The idea of "In Time's Eye" was born when he and Healy were fishing on the lovely River Borora, in the Co Meath parish of Moynalty. A string of seven or eight hares ran across their horizon - a remarkable sight.
"We should note that," said Healy.
The title of the corner-piece came from Kipling: "Cities and Thrones and Powers/ Stand in Time's eye/ Almost as long as flowers/ Which daily die." Few readers, probably, caught the deeper message; even fewer knew who was writing the musing, colloquial commentaries on nature, signed simply "Y", the last letter of his last name - all of a piece with his refusal to write in the first person.
"This corner" did, of course, have many more interests than trees. It found time to read widely: The Countryman, Field, Country Life, Horticulture Week, The Dendrologist (trees again), Le Chasseur Français from Gageby's beloved France. He was a dedicated foodie for things natural: honey, mushrooms, quinces, mulberries and herbs, above all. "To make a lively salad you should add about a handful of good, spicy stuff. Say a mixture of winter savory (the king of them all, and an all-the-year-rounder), chervil, parsley, woodruff, salad burnet, borage, lovage, hyssop and some weaker element like lemon balm . . . Then, when some guest rolls a mouthful of salad around and asks just what the flavour is, you have a whole conversation in front of you.
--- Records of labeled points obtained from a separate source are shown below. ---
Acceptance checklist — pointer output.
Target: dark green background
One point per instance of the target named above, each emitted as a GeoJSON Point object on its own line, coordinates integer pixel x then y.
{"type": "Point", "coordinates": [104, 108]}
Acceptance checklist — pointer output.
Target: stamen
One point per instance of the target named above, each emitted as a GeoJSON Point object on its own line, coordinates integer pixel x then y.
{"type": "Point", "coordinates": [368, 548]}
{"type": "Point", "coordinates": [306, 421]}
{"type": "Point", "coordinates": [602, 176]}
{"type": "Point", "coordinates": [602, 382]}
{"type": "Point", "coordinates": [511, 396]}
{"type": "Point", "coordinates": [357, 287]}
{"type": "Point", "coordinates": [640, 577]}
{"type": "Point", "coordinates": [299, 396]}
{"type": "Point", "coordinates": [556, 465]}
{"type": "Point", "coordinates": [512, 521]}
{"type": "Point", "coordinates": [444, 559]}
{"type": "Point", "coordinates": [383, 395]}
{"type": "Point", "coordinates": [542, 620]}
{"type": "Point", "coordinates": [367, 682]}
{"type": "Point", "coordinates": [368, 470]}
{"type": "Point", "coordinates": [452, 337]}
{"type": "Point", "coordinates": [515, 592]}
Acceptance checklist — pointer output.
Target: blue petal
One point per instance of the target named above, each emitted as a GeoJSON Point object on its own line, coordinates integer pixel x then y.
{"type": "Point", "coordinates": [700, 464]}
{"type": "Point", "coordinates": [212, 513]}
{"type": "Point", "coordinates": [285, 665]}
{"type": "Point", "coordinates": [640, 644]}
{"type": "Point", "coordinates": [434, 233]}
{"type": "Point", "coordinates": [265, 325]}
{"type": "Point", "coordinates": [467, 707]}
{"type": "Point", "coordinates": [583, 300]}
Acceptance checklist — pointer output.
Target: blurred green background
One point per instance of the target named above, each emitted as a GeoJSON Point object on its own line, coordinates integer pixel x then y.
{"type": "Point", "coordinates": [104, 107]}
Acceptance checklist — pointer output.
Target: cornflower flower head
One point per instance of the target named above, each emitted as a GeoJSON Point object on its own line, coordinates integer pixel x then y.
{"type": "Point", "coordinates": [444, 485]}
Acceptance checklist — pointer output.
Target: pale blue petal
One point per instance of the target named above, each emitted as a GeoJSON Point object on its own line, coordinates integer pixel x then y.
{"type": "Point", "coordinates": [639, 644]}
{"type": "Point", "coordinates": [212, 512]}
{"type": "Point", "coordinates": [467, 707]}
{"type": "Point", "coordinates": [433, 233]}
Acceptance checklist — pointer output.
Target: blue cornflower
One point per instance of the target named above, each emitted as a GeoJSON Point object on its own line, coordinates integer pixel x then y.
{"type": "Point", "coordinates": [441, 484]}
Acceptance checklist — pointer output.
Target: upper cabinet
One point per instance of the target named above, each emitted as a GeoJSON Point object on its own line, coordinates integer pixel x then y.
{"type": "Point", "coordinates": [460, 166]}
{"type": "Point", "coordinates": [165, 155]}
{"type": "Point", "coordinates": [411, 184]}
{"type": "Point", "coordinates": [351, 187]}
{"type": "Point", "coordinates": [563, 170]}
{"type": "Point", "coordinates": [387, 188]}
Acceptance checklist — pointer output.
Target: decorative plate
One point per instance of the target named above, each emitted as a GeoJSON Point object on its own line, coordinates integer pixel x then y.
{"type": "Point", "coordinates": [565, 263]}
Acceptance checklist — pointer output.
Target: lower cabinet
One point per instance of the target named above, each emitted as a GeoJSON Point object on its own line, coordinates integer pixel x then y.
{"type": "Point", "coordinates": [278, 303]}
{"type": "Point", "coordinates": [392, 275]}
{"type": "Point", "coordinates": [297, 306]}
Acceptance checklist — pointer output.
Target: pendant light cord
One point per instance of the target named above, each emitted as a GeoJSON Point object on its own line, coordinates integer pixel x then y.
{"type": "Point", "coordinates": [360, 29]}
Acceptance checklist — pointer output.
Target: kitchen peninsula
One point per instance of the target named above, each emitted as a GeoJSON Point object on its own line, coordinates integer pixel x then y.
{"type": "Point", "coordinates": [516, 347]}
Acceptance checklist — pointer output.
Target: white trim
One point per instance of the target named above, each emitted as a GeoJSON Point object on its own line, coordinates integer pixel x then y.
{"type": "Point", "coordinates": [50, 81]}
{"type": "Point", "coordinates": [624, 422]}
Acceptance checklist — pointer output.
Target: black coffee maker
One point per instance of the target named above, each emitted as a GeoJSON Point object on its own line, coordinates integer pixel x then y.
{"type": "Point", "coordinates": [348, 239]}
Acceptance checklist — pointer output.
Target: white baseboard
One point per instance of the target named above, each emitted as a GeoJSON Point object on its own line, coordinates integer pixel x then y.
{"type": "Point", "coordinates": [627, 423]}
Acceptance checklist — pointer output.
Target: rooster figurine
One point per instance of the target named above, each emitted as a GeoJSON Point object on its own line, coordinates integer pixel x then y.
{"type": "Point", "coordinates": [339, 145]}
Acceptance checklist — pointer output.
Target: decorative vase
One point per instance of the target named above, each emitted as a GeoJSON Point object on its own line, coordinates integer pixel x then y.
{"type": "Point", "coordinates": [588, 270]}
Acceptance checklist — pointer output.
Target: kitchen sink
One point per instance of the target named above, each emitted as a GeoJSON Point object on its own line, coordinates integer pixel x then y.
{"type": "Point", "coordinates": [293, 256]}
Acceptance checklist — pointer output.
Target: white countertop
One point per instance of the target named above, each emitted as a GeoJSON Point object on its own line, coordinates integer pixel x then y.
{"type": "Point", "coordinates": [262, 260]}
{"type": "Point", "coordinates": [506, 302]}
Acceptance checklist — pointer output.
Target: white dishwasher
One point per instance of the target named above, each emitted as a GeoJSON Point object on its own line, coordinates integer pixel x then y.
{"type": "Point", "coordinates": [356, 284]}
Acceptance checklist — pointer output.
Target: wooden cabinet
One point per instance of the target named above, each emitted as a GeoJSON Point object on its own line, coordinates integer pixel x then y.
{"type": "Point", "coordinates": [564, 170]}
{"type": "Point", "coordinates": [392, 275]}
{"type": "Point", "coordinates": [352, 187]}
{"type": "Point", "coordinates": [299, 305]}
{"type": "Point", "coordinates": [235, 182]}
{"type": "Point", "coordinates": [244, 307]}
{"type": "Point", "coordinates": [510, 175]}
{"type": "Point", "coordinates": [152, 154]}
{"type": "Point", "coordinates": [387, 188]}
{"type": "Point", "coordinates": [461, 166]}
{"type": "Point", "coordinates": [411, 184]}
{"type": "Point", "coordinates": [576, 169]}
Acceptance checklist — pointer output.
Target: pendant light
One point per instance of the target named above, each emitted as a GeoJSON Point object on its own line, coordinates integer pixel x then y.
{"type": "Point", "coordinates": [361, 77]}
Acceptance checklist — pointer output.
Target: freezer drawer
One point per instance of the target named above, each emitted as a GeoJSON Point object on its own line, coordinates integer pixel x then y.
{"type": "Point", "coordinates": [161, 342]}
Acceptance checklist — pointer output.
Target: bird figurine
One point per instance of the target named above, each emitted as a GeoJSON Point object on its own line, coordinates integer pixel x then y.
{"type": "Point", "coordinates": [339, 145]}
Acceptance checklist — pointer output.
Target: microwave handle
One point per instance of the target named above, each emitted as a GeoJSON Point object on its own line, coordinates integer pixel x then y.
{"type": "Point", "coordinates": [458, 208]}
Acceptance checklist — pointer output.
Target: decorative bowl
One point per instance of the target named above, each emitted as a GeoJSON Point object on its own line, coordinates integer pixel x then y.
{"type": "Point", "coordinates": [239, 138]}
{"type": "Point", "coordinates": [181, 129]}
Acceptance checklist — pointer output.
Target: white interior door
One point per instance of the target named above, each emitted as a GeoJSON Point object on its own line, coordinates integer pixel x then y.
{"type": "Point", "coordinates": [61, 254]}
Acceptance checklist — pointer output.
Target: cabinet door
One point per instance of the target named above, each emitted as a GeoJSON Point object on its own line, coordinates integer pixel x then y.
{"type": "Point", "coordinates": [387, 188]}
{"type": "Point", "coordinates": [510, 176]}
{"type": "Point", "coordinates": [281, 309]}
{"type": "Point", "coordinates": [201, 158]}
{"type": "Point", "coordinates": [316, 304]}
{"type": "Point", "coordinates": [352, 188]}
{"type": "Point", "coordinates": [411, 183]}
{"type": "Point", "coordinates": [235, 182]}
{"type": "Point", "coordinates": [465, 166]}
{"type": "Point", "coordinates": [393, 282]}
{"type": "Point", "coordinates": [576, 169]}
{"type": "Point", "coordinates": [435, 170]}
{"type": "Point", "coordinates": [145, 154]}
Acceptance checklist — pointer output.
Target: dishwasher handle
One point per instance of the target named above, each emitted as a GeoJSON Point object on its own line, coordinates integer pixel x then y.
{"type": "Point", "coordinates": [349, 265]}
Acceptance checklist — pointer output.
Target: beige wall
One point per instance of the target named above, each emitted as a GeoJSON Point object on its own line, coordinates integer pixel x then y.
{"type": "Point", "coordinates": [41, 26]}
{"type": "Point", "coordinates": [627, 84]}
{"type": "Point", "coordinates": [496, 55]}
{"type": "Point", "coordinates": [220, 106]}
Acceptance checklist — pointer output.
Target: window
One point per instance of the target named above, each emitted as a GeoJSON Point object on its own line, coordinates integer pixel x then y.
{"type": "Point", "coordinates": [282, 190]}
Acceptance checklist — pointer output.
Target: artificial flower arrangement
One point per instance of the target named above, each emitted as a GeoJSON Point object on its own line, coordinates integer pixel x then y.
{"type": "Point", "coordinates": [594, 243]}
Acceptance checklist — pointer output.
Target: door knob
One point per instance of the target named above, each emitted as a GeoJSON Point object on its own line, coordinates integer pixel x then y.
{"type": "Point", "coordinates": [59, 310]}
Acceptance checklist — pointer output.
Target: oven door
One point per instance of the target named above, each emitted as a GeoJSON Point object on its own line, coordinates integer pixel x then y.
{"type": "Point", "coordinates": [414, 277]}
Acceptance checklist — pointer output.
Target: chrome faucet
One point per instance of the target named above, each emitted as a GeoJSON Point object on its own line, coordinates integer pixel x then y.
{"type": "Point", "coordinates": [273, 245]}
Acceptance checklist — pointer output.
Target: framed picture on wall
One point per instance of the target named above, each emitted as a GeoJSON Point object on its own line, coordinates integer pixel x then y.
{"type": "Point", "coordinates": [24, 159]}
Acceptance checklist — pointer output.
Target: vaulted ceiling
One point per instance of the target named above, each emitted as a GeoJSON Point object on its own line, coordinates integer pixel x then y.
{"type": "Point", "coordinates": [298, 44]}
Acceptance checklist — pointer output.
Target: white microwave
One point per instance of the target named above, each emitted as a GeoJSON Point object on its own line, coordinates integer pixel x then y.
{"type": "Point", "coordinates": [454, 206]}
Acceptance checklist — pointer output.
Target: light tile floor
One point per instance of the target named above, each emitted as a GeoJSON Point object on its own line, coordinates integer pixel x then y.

If they don't ask, you need not have them back."
He was a watcher of blackbirds and urban foxes: "How lightly they step across your lawn, forelegs lifted as elegantly as trotting ponies or those schooled horses from Vienna (Lippizaners, is it?)." The blitz against badgers could provoke a flash of anger: "How long will it take us to work through and kill them all? And what animal comes next for the slaughter?"
The assaults on our rivers by arterial drainage are followed now by fish kills from farm pollution. Talk of "complete restocking" of a river was nonsense, said Gageby: the blow was to "a whole unseen universe" of water life.
In all this, "Y" occasionally gave way to "H" - John Healy, watching hen-harriers in winter, perched on Achill fence posts, or giving tips on casting flies upon the weedy rivers of July. To read In Time's Eye now (a collection was published by Town House in 2001) is to mourn the seeming lack of any personal feeling for nature at any level among Ireland's people of power.
Meanwhile, in a muggy summer, Douglas's oaks outside our door already show signs of launching their "lammas growth" - a second flush of long shoots and foliage, tinged pinky-orange against insect attack. By the middle of August, they will be dusted over with mildew, which doesn't look as pleasing. But, as Gageby reminded us: "Mildew must be part of the scheme of things . . . Be grateful that you have oaks, and growing well. They are survivors."